Beyond Collision Cones: Dynamic Obstacle Avoidance for Nonholonomic Robots via Dynamic Parabolic Control Barrier Functions
Hun Kuk Park, Taekyung Kim, Dimitra Panagou
TL;DR
This work introduces the Dynamic Parabolic CBF (DPCBF) to tackle safety-critical dynamic obstacle avoidance for nonholonomic robots. By replacing fixed collision cones with a state-dependent parabolic safety boundary in a Line-of-Sight frame, the method adaptively modulates curvature and vertex via $\lambda(x)$ and $\mu(x)$, improving QP feasibility under input constraints. The authors prove DPCBF validity for the kinematic bicycle model and demonstrate via extensive simulations that DPCBF achieves higher navigation success and lower control intervention than baseline CBF methods, even with up to 100 dynamic obstacles. The approach offers a principled, less-conservative mechanism for safe, efficient navigation in dense, dynamic environments with practical potential for real-world deployment.
Abstract
Control Barrier Functions (CBFs) are a powerful tool for ensuring the safety of autonomous systems, yet applying them to nonholonomic robots in cluttered, dynamic environments remains an open challenge.

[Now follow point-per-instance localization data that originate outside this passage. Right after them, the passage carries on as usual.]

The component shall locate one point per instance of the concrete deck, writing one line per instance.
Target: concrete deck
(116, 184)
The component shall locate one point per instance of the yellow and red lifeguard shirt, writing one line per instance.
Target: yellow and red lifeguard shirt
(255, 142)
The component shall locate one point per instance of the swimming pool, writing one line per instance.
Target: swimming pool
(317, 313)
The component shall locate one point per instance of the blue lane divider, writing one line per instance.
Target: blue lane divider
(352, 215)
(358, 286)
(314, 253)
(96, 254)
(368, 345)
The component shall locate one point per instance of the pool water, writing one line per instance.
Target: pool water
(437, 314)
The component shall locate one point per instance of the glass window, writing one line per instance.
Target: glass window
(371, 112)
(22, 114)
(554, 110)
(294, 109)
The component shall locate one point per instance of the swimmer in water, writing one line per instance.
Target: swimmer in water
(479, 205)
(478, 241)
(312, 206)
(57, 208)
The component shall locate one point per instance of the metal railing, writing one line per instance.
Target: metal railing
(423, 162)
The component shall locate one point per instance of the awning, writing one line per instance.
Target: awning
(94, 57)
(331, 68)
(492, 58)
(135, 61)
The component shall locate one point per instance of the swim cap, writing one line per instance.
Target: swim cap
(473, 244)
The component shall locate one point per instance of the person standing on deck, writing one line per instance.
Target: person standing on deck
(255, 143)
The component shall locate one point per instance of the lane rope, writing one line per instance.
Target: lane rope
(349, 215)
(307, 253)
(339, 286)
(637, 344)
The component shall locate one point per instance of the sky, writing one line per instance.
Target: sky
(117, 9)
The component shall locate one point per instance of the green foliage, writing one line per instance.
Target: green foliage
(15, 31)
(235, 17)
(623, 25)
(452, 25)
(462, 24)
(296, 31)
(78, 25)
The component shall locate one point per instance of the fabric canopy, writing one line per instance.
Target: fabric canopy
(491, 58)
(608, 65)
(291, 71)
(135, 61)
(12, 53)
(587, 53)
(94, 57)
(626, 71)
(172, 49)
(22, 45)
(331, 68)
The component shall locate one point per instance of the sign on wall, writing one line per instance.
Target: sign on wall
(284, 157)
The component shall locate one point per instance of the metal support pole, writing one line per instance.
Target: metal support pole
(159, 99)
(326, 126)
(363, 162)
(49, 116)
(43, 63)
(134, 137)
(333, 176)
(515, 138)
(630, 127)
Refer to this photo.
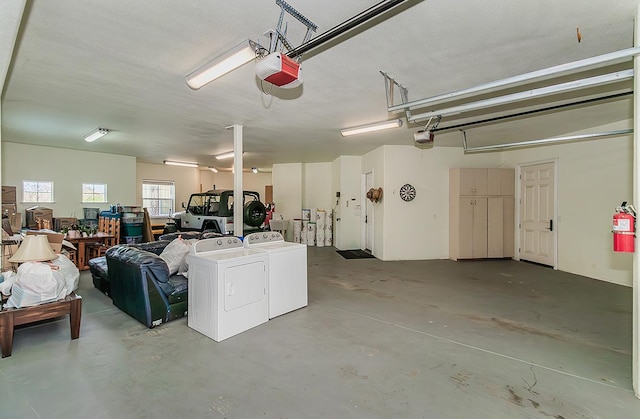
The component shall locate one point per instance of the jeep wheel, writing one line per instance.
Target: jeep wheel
(211, 226)
(254, 213)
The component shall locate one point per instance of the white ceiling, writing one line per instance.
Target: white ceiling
(78, 65)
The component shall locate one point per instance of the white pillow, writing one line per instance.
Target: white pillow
(175, 253)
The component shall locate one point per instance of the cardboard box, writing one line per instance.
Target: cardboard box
(45, 215)
(15, 221)
(55, 239)
(8, 250)
(9, 195)
(8, 209)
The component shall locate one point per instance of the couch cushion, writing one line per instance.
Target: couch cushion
(154, 247)
(152, 263)
(176, 288)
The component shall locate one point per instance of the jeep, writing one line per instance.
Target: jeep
(213, 211)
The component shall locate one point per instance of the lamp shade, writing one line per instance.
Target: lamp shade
(34, 249)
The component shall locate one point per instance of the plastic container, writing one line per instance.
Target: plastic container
(132, 220)
(133, 239)
(132, 229)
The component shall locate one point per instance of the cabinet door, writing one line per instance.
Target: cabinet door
(479, 228)
(473, 181)
(472, 242)
(500, 219)
(495, 227)
(501, 182)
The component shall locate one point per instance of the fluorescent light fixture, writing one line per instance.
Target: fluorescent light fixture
(225, 63)
(378, 126)
(95, 134)
(180, 163)
(227, 155)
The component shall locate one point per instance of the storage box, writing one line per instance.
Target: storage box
(15, 221)
(9, 195)
(39, 213)
(91, 213)
(133, 239)
(131, 229)
(8, 250)
(62, 222)
(55, 239)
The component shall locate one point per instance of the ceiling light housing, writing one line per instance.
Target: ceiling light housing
(227, 155)
(236, 57)
(377, 126)
(180, 163)
(95, 134)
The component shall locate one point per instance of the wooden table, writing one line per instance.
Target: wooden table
(80, 244)
(11, 317)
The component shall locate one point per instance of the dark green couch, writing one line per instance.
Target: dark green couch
(140, 285)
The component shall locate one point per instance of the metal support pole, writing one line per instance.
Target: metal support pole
(238, 196)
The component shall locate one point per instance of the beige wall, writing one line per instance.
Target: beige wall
(68, 169)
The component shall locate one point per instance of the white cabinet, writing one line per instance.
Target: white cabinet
(481, 213)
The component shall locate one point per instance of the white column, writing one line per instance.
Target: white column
(635, 360)
(237, 181)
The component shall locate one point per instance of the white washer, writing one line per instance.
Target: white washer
(228, 287)
(287, 271)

State-of-the-art methods often rely on collision-cone or velocity-obstacle constraints which, by only considering the angle of the relative velocity, are inherently conservative and can render the CBF-based quadratic program infeasible, particularly in dense scenarios. To address this issue, we propose a Dynamic Parabolic Control Barrier Function (DPCBF) that defines the safe set using a parabolic boundary. The parabola's vertex and curvature dynamically adapt based on both the distance to an obstacle and the magnitude of the relative velocity, creating a less restrictive safety constraint. We prove that the proposed DPCBF is valid for a kinematic bicycle model subject to input constraints. Extensive comparative simulations demonstrate that our DPCBF-based controller significantly enhances navigation success rates and QP feasibility compared to baseline methods. Our approach successfully navigates through dense environments with up to 100 dynamic obstacles, scenarios where collision cone-based methods fail due to infeasibility.